I am going to click over on the Assets panel and I get to see a listing of all the images on my site. If I click on the images, I can see a preview of them and that's great because sometimes I will forget exactly what a graphic is and by clicking on it I can quickly and easily identify it. Well, right now we are seeing all the images on our site and since we have a small site, it doesn't take that long to look through them, but on larger sites, this could take a long time and it would be very easy to sort of get lost. So they have another feature in the Assets panel and that allows us to organize our images in a series of favorites. So I am going to take these two images, I am going to right-click them, and choose Add To Favorites.
Now, these are the only ones that I have added to Favorites so far so when I go over to my Favorites area by clicking on this radio button, they are the only ones I want here, but I could add other files to my Favorites. I could even create folders within the section, to create subdirectories of images. This only organizes them here in the Assets panel; you are not creating folders on your hard drive and you are not moving your images anywhere. Just a nice way of sort of filtering out the results. So let's say between these two images, let's just say I decided I want the surf1 on my site at the top of my sidebar. So I am going to select surf1. Now, I can drag and drop this the same way I did the Word document, or if you wanted to place it in a very precise location, and you have your cursor already there, you can click on the graphic, and then just click the Insert button down at the bottom of the Assets panel.

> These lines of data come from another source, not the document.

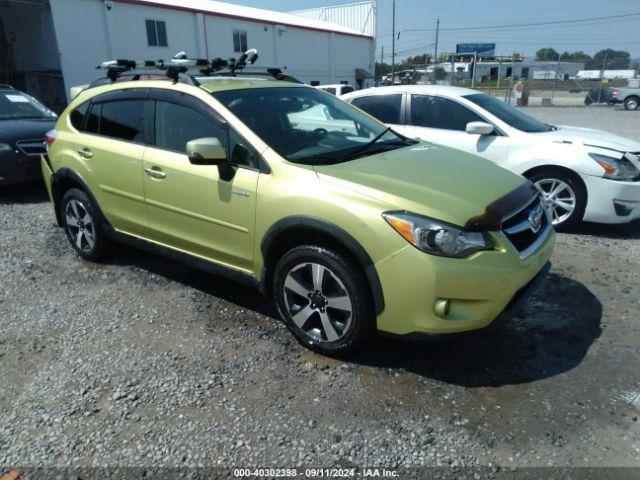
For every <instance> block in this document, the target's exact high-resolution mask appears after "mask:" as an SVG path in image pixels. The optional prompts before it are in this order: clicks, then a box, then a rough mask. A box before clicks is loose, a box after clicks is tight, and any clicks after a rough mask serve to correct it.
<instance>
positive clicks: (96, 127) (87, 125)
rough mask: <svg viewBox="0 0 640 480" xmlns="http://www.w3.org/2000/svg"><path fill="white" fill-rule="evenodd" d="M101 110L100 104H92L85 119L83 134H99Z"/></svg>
mask: <svg viewBox="0 0 640 480" xmlns="http://www.w3.org/2000/svg"><path fill="white" fill-rule="evenodd" d="M101 110H102V104H101V103H94V104H93V106H92V107H91V111H90V112H89V116H88V118H87V124H86V125H85V129H84V130H85V132H87V133H95V134H99V133H100V111H101Z"/></svg>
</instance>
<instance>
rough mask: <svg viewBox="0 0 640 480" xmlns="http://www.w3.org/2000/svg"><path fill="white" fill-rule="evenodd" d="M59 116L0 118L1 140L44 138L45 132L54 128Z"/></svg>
mask: <svg viewBox="0 0 640 480" xmlns="http://www.w3.org/2000/svg"><path fill="white" fill-rule="evenodd" d="M57 120H58V119H57V118H43V119H31V118H28V119H27V118H25V119H10V120H0V142H1V143H11V144H13V143H15V141H16V140H40V139H42V140H44V134H45V133H47V132H48V131H49V130H51V129H52V128H54V126H55V124H56V121H57Z"/></svg>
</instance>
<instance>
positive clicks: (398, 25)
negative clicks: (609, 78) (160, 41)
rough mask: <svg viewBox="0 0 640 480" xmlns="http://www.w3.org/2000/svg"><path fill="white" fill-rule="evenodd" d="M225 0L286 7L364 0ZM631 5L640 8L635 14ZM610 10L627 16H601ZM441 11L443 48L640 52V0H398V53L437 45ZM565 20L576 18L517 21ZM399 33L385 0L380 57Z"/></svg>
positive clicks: (417, 50) (411, 51) (320, 4)
mask: <svg viewBox="0 0 640 480" xmlns="http://www.w3.org/2000/svg"><path fill="white" fill-rule="evenodd" d="M224 1H226V2H229V3H237V4H241V5H245V6H251V7H258V8H265V9H269V10H278V11H282V12H286V11H290V10H301V9H305V8H315V7H322V6H328V5H337V4H341V3H351V2H355V1H357V0H351V1H349V0H224ZM632 13H635V14H636V15H634V16H628V14H632ZM611 16H620V17H618V18H606V19H603V18H602V17H611ZM437 19H440V34H439V41H438V51H439V52H443V51H445V52H451V53H453V52H455V48H456V43H485V42H486V43H495V44H496V54H498V55H499V54H504V55H508V54H510V53H512V52H519V53H524V54H525V56H527V57H530V56H533V55H535V52H536V51H537V50H539V49H540V48H543V47H548V46H550V47H553V48H555V49H556V50H557V51H559V52H560V53H562V52H564V51H576V50H582V51H584V52H586V53H588V54H590V55H593V54H594V53H595V52H597V51H598V50H601V49H603V48H613V49H616V50H626V51H628V52H629V53H630V54H631V58H640V0H580V1H576V0H534V1H531V0H529V1H506V0H466V1H465V0H440V1H433V0H396V32H398V31H399V33H400V38H399V39H398V40H397V41H396V60H400V59H402V58H406V57H407V56H413V55H417V54H422V53H433V51H434V43H435V37H436V35H435V27H436V21H437ZM565 20H570V21H571V23H557V24H552V25H528V26H518V27H512V26H510V25H514V24H518V25H519V24H531V23H548V22H564V21H565ZM505 26H506V27H505ZM496 27H500V28H496ZM392 36H393V35H392V0H378V36H377V37H378V38H377V42H376V43H377V44H376V50H377V53H376V58H377V59H380V54H381V50H382V47H383V46H384V55H385V58H384V60H385V61H386V62H388V63H391V40H392Z"/></svg>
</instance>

Now again, Dreamweaver controls the accessibility and says, "You need some Alt text for this," so I am just going to call this sidebar graphic, click OK, and my image is placed on the page. So Adobe has made adding assets to your page quick and easy. The integration between programs like Word and Dreamweaver means that you won't have to take any extra steps in getting external text into your documents. Features like the Assets panel make managing your images and adding images to your pages simple as well. By making it easy to get content on your pages, Dreamweaver allows you to spend more time focusing on planning on other aspects of your site, and that's a good thing.